I had had moments in my teen years when I had suicidal thoughts, but it wasn’t until 1998 that I think I truly understood why someone would want to end their life. The lows were so low, there seemed to be absolutely no way out – or an “out” I could even see or work toward. When I started taking those pills, I only had to wait a few weeks before I felt like I could climb mountains. Later in 1999, I actually did climb mountains – literally – when I walked up Alps and Pyrenees to watch stages of the Tour de France. I could never have contemplated doing that the year before, and I cried when I looked out over the valley of the first mountain of the trip. I had come so far.

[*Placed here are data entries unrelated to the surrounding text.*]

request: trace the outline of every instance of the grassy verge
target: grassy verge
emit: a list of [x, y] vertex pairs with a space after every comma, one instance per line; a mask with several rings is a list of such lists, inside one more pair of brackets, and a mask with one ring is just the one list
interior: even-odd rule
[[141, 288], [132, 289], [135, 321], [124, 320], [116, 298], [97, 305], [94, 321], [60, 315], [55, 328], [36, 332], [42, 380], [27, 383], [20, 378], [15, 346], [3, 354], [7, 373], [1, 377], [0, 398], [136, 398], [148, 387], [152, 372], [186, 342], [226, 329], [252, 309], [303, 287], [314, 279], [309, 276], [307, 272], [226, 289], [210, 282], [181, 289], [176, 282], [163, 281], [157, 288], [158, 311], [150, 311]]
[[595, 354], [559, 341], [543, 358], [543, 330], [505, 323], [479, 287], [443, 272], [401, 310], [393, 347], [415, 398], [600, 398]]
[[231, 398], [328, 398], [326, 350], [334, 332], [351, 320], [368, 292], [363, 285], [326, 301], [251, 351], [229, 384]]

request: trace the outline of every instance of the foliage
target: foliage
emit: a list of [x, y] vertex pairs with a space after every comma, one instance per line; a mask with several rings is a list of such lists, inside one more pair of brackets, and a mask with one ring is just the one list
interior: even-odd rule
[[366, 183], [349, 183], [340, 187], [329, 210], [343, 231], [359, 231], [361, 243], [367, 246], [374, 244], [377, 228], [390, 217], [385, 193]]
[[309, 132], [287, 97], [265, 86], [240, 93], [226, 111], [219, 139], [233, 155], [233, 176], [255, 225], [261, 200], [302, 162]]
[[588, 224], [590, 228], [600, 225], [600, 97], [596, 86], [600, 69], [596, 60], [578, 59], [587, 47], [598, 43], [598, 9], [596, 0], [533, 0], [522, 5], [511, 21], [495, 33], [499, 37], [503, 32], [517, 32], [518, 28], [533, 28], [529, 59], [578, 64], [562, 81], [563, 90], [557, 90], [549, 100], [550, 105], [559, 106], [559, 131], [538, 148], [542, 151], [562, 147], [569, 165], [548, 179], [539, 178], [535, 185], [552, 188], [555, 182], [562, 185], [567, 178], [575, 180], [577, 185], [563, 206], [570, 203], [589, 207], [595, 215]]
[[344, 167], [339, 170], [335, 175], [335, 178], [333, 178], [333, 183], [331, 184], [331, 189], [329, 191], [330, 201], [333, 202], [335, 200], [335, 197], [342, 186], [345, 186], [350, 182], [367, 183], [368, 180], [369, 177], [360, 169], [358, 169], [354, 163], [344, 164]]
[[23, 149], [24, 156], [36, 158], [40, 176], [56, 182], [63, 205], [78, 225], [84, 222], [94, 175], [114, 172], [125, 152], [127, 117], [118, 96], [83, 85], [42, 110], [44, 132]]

I have changed doctors over the years, but an endocrinologist has been on my medical roster since 1999. I see my endocrinologist more often than I see any other doctor in my life, getting my blood tested up to six times a year to make sure the medication is at the right amount. The dosage of my medication has changed periodically, but only incrementally. Overall, while I’m still not what you’d describe as an energetic person, I’ve led what feels to me like a normal life since 1999. A normal life that felt something like a miracle at the time.

About two months ago, however, I changed the medication I’d been taking, and the dosage was so wildly different from the other drug that (as it turns out) I was taking a much lower dose than I should have been for the first month. As a result, I have spent the last few weeks in a haze. It’s not as bad as it was in 1998 – not by a long shot – but it has the same color, the same flavor. I’ve been exhausted, spacey, unable to focus, and depressed. I know it’s temporary. I started taking a higher dosage of the medication last week, so it’s only a matter of time before that kicks in and I start to feel more normal, but in the meantime I’m dragging around concrete boots everywhere I go.

I apologize if I’ve sounded “off” in any conversation I’ve had with you recently, or if I’ve been slow to respond to email. I’m not myself. It’s an unsettling feeling. The good news is that, unlike in 1998, this time I know that I will feel like myself again – eventually.